Endek, dari Istana ke Mancanegara
Endek, dari Istana ke Mancanegara
Cerita Pengrajin Endek Putri Ayu
ENDEK adalah salah satu kain khas
hasil karya tangan orang Bali. Coraknya yang
unik dan kental dengan nuansa etnik menjadikan endek banyak digunakan oleh
berbagai kalangan, bahkan juga digunakan sebagai seragam para pegawai dinas
pemerintahan daerah Bali dan juga pegawai
swasta seperti pegawai bank, hotel, travel maupun rumah sakit. Beberapa tahun
belakangan, endek juga mendapatkan promosi besar-besaran sehingga namanya
menjadi kian terangkat bahkan hingga ke tingkat mancanegara.
----------
Gelaran KTT APEC 2013 yang
mendaulat Bali sebagai tuan rumah juga menjadi ajang pengenalan kain tenun asli
Bali ini di dunia internasional karena dalam beberapa sesi, endek menjadi
busana resmi yang dikenakan 21 kepala negara serta pasangannya yang hadir.
Busana berbahan kain endek beraneka warna ini sendiri merupakan pilihan
langsung dari Presiden Susilo Bambang Yudhoyono dan istri, Ani Yudhoyono untuk
khusus menjamu tamu-tamu penting tersebut.
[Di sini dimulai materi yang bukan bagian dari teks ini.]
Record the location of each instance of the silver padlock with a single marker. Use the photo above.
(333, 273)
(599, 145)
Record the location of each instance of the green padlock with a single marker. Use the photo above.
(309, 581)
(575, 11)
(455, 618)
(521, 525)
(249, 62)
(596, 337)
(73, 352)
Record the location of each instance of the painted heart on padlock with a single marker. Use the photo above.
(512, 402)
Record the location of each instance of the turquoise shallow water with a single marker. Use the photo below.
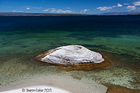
(118, 37)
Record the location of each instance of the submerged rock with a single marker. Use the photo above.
(70, 55)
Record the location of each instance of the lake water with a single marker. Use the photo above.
(117, 37)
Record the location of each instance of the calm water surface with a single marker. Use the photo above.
(117, 37)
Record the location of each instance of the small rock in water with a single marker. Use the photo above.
(70, 55)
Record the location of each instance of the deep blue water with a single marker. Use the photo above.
(22, 38)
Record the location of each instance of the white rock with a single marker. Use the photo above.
(72, 54)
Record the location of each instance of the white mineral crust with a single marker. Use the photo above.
(73, 54)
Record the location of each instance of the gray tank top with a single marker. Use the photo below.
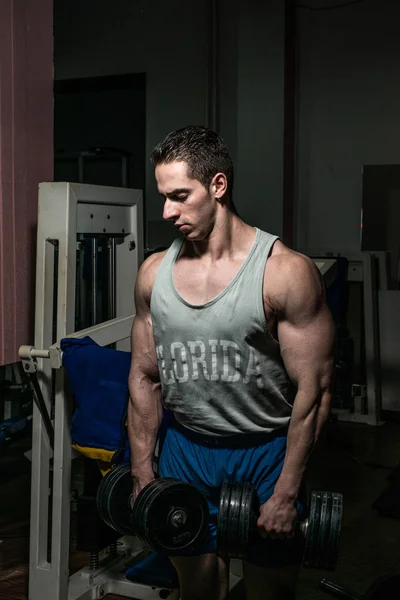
(221, 370)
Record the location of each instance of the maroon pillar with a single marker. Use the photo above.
(26, 158)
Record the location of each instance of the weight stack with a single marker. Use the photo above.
(92, 534)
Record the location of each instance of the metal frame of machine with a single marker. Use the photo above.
(363, 268)
(65, 210)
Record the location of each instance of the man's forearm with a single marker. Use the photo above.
(304, 431)
(144, 420)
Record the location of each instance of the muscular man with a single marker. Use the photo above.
(233, 335)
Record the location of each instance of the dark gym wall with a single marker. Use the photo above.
(105, 112)
(348, 115)
(168, 42)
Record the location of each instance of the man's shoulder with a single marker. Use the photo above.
(289, 273)
(285, 262)
(149, 268)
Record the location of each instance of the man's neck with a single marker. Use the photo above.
(229, 236)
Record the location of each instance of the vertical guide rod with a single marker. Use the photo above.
(94, 280)
(112, 278)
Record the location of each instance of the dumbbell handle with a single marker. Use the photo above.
(336, 590)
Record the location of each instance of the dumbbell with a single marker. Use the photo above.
(168, 515)
(171, 516)
(237, 529)
(384, 588)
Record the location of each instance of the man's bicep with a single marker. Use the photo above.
(143, 347)
(307, 348)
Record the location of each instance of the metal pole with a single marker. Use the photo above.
(94, 280)
(111, 278)
(337, 590)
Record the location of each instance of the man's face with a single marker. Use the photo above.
(187, 203)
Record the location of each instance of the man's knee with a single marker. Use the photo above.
(203, 577)
(270, 583)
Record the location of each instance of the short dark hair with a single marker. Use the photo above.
(204, 151)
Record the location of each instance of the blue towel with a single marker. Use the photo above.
(98, 377)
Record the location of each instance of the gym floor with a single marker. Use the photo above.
(354, 459)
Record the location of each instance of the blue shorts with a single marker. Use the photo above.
(207, 467)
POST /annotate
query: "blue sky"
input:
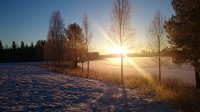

Pengalaman untuk menyiapkan
busana kain endek untuk para pemimpin dunia tentu menjadi pengalaman tak
terlupakan bagi IB Adnyana, pemilik usaha kain tenun Putri Ayu yang ditunjuk
menjadi pembuat busana khusus tersebut. “Prosesnya sangat panjang sebelum akhirnya
kami yang diberi kehormatan untuk membuat busana tersebut. Apalagi hal ini
melibatkan pihak istana dan Bapak Presiden dan Ibu langsung yang menyeleksi,”
paparnya sembari menyebut dirinya sempat berhari-hari berada di ibukota hanya
untuk menunggu kepastian penunjukan tersebut.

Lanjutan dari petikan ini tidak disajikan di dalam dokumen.